Maria Leedham and Alison Twiner (The Open University):
“Researching writing practices in social work: text collection and analysis in the WiSP project”
The production of written texts is a high-stakes activity in professional social work, playing a central role in all decisions about services and simultaneously used to evaluate social workers’ professional competence. Social work writing (often referred to as recording or paperwork) is frequently the target of criticism in reviews and public media reporting. Despite its significance, little empirical research has been carried out on writing in professional practice. ‘Writing in professional social work practice in a changing communicative landscape’ (WiSP) is a 2-year, ESRC-funded project which aims to address this gap. Involving 50 social workers from a range of social work domains, including children’s, adults and mental health, the project explores the range of written texts produced, the writing practices of social workers and the perspectives of social workers on the nature and place of recording in everyday professional practice.

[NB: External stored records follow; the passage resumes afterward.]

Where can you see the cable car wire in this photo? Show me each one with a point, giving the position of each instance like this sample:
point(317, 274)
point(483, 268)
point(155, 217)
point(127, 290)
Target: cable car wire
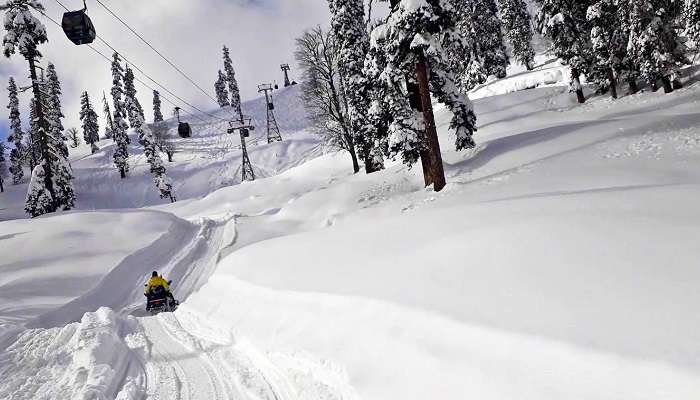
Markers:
point(157, 52)
point(142, 71)
point(109, 60)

This paper will discuss some of the work-in-progress complexities and discussions the research team is addressing around preparing an ‘anonymised’ corpus of sensitive texts, and in particular where the funding body requires the data to be shared through the UK Data Archive. Issues addressed will include the extent to which ‘jigsaw identification’ is avoidable, service user/client awareness of the texts written about them, and use of a comparable corpus of medical case notes. Focus within this session will therefore predominantly be on the text and corpus elements of the WiSP project and examples of sensitive and less sensitive case notes will be discussed.